TCBs tap into their collective main vein with ‘Purple Heart Magic’, a track that typifies their majesty, their ear-sorcery and yes, their oh-so habit-forming music that so many folk have missed out on… maybe 2018 will be their year and, by default, our year too. All hail TCB!!!

The optimism of ‘Brighter Days’ draws us in from the outset, so much so that we forgive and forget the occasional fleeting flashes of Cast’s ‘Finetime’. It’s a toe-tapping, nodding extravaganza that disguises its heavyweight simplicity with a fine balance of lead/backing vocals & piles of production prowess.

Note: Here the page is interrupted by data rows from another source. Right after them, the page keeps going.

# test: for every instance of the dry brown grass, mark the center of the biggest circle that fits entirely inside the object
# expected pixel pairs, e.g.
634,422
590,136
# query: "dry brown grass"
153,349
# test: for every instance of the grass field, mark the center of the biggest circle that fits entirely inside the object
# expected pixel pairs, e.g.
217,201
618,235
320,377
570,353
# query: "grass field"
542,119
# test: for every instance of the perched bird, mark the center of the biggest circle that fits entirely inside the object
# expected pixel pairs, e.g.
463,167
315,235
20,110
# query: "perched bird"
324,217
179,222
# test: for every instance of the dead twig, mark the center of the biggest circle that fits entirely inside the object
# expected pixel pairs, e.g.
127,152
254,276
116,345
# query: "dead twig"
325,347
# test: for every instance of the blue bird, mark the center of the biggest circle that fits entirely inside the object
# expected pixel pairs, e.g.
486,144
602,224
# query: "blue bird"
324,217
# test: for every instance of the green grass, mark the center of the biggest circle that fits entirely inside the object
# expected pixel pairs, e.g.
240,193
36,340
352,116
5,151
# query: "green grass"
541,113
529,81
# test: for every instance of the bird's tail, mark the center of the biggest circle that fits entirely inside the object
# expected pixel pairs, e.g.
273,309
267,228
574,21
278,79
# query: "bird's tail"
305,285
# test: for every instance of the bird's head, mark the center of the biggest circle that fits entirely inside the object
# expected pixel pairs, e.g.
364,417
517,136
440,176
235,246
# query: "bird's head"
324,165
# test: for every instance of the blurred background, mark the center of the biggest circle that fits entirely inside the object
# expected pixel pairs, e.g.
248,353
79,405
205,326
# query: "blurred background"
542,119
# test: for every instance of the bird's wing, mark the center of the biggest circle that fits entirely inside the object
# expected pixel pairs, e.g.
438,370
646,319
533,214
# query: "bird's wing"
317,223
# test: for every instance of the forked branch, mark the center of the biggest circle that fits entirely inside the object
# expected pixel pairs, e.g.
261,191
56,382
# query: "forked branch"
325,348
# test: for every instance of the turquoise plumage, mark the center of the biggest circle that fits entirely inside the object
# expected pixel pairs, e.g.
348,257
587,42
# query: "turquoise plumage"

The intermittently vulnerable lead vocal of ‘Out’, both draws and distracts as it competes and contrasts with the composition’s punchier counterparts. The soft, seductive storytelling is perhaps the most alluring element, but that’s a big statement when dealing with a song of such strength and budding stature.

‘Caroline’, like ‘Sleep’, lets those beloved trademark psychedelic nuances shine, as Glen’s prominent Dylanesque drawl steals the spotlight and easily dilutes any ‘San Francisco’/The Carpenters undercurrent. It’s often said that best things come in small packages, right?

With its accessible, image-riddled lyrics and all-round soothing accompaniment, it’s only a matter of time before penultimate track ‘Each Mortal Day’ has got you running for the repeat button! We somehow empathise with each newly-elicited emotion, as Deb’s delicate vocal demands our focus.

Whirligig’s longest track is saved until last, suggesting that ‘Be Here Now’ will be more of the operatic epic we’ve historically fallen for, but it’s not! Amidst a more familiar TCB construct, the guitar solo shines brighter than the already dazzling track; prepare to feel the sun beating down on your eardrums folks!!!

Whirligig! seems more deliberate and mature when compared to commonplace moments that pepper TCB’s delightfully playful, psychedelic back catalogue. Maybe it’s the Hammond organ resurrecting sorely-missed Rob Collins; maybe the myriad of Manc reference points presented… maybe not!

Because they hold such enticement and quality, each track instills a subtle sense of loss upon closing; to some extent they feel like album samplers (despite their average duration of 3.6 minutes). Maybe I’m greedy, but if history has taught me anything, it’s that I can’t get enough of that TCB sound.